Research affiliations

Selected publications

  • Disraeli: The Romance of Politics, University of Toronto Press, 2013, pbk 2014.
  • "Disraeli's 'Autobiography': Letters, Novels, Memoranda, Journalism, Biography, and Speeches," in Disraeli and the Politics of Fiction, eds. A. D. Cousins and Dani Napton, Brill, 2022, 7-33.
  • "Past and Present: Young England and Industrial Mediaevalism," Victorian Review, (Spring 2016), 
  • "Young England," BRANCH: British Representation and Nineteenth-Century History, edited by Dino Franco Felluga, Extension of Romanticism and Victorianism on the Net. Web, 2016.
  • "Benjamin Disraeli," Encyclopedia of Victorian Literature, 4 vols., edited by Dino Felluga, Linda K. Hughes, and Pamela Gilbert, Wiley-Blackwell, 2015. Vol.1, 449-456. Print and Web.
  • "Advertising," in The Grolier Encyclopedia of the Victorian Era, 4 vols., edited by James Eli Adams. Grolier Publishing, 2004, Vol. 1, 8-11.

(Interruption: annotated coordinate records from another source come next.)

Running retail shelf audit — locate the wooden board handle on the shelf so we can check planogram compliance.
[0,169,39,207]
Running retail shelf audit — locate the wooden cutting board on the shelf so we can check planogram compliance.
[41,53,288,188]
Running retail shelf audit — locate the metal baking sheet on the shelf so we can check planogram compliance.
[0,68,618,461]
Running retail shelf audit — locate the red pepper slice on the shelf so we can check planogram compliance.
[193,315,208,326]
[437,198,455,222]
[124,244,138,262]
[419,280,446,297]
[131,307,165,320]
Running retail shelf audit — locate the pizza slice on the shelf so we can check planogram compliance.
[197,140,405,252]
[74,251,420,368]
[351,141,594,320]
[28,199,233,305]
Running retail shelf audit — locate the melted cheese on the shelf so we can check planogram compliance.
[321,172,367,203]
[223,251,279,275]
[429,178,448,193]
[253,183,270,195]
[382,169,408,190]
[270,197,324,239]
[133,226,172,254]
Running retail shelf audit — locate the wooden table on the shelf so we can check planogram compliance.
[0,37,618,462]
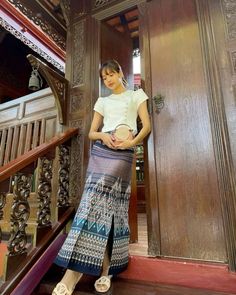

  • "Two Nations or One?: Disraeli's Allegorical Romance," Victorian Studies, 30: 2 (Winter 1987), 211-34. Rpt. Nineteenth-Century Literary Criticism, Vol. 79. Gale 1999.
  • "William Ewart Gladstone," Dictionary of Literary Biography: Victorian Prose Writers After 1867, Vol. 57, edited by William Thesing, 91-107. Bruccoli Clark Layman/Gale, 1987.
  • "Disraeli's Coningsby. Political Manifesto or Psychological Romance?" Victorian Studies, 23: 1 (Fall 1979), 57-78. rpt. Nineteenth-Century Literary Criticism, vol. 79. Gale 1999.
  • "The Autobiographical Nature of Disraeli's Early Fiction," Nineteenth-Century Fiction, 31:3 (December, 1976), 253-84.